B. Rumusan Masalah Berdasarkan uraian latar belakang masalah tersebut di atas, maka permasalahan dalam penelitian ini dapat dirumuskan sebagai berikut: 1.
Bagaimana akibat hukum dari Surat Kuasa Membebankan Hak Tanggungan (SKMHT) yang dibuat oleh Notaris yang tidak diikuti dengan pembuatan Akta Pemberian Hak Tanggungan?
2.
Bagaimana bentuk perlindungan hukum bagi kreditur dalam perjanjian kredit dengan jaminan hak tanggungan yang tidak dipasang secara sempurna?
C. Tujuan Penelitian 1.
Untuk mengetahui dan mengkaji akibat hukum dari Surat Kuasa Membebankan Hak Tanggungan (SKMHT) yang dibuat oleh Notaris yang tidak diikuti dengan pembuatan Akta Pemberian Hak Tanggungan
10
2.
Untuk mengetahui dan mengkaji bentuk perlindungan hukum bagi kreditur dalam perjanjian kredit dengan jaminan hak tanggungan yang tidak dipasang secara sempurna
D. Manfaat Penelitian 1.
Memberikan sumbangan pemikiran dan kontribusi bagi pengembangan ilmu hukum pada umumnya dan khususnya yang berkaitan dengan hak tanggungan
2.
Memberikan gambaran yang jelas serta solusi terhadap Surat Kuasa Membebankan Hak Tanggungan (SKMHT)

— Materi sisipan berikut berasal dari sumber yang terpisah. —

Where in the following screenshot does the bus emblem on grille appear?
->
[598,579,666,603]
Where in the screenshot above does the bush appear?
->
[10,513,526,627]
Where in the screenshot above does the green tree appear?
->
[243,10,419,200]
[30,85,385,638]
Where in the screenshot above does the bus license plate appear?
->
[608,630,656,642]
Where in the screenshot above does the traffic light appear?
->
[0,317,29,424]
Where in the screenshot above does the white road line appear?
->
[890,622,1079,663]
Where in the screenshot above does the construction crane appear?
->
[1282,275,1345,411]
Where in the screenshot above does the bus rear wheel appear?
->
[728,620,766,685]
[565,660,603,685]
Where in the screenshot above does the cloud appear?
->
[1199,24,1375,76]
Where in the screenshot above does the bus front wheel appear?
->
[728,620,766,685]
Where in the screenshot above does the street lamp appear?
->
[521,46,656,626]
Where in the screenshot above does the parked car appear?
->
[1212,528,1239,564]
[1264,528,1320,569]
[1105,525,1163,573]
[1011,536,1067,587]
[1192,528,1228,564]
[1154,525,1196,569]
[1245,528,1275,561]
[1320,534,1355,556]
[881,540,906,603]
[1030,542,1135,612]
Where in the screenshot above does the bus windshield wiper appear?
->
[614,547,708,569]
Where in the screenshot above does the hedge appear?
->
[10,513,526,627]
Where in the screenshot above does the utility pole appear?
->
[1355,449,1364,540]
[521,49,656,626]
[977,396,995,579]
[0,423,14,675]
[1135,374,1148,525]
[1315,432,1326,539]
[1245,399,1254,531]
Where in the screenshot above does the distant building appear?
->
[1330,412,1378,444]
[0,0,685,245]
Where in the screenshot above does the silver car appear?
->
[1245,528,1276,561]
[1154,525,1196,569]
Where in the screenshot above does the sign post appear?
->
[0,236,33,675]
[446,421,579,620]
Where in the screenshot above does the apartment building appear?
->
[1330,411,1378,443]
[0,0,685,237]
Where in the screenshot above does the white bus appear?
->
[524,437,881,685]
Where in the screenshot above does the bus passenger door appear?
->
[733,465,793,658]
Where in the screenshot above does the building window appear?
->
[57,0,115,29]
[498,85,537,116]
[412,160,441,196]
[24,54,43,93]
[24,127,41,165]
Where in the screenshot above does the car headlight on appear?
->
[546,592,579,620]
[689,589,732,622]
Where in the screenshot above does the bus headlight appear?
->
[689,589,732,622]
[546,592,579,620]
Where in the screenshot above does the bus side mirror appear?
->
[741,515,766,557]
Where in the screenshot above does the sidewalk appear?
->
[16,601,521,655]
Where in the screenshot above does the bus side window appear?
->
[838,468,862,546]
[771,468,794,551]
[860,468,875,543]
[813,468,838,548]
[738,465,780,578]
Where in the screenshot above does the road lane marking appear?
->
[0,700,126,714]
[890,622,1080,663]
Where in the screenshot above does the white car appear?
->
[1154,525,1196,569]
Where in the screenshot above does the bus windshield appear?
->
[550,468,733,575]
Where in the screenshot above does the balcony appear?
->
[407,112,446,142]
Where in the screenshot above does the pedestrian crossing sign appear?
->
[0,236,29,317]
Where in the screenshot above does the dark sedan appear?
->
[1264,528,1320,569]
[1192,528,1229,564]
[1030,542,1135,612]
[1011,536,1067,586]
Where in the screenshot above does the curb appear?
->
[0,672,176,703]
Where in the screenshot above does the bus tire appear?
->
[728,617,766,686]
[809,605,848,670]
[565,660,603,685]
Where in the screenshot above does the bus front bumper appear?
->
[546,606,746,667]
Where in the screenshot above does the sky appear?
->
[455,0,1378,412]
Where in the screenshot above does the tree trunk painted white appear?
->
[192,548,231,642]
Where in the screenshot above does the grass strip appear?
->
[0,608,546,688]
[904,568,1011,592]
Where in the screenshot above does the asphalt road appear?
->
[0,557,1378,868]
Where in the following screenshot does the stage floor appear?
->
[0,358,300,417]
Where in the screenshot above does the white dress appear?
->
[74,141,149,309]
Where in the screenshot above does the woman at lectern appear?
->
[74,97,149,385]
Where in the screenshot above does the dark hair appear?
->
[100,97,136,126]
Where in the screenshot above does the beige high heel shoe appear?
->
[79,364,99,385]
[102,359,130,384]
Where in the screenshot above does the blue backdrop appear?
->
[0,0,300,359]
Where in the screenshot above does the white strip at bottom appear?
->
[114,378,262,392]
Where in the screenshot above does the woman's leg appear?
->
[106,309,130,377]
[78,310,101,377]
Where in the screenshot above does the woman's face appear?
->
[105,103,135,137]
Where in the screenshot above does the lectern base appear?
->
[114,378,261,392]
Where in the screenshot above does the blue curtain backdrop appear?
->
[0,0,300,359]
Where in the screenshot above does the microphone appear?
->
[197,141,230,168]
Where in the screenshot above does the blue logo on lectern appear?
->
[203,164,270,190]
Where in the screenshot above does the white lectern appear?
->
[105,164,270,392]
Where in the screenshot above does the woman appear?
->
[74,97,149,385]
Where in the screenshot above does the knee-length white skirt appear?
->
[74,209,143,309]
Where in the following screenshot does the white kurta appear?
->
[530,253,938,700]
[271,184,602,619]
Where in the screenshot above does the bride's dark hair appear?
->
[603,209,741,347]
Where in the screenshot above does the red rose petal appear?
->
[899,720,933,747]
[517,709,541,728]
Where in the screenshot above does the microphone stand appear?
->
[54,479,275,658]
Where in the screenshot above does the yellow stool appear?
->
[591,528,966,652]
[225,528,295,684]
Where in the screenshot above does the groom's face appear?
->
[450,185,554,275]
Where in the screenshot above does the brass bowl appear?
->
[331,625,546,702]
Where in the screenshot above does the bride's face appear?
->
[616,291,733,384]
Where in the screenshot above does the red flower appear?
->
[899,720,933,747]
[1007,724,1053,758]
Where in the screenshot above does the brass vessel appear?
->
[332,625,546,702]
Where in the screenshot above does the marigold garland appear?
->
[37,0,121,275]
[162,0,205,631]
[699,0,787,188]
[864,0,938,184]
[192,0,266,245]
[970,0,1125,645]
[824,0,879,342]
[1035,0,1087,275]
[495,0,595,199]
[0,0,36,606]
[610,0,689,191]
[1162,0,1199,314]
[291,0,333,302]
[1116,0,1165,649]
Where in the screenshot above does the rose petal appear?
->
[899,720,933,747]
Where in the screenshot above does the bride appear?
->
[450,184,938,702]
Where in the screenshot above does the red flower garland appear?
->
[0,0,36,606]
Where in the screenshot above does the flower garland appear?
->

E. Keaslian Penelitian Menelusuri kepustakaan ternyata belum begitu banyak hasil penelitian dan karya ilmiah di bidang hak tanggungan. Berdasarkan pengamatan penulis, penelitian tentang perlindungan hukum bagi kreditur dalam perjanjian kredit bank dengan jaminan hak tanggungan yang tidak dipasang secara sempurna sampai saat ini belum pernah ada. Akan tetapi apabila ternyata pernah dilaksanakan penelitian yang sama atau sejenis, maka penelitian ini diharapkan dapat melengkapinya.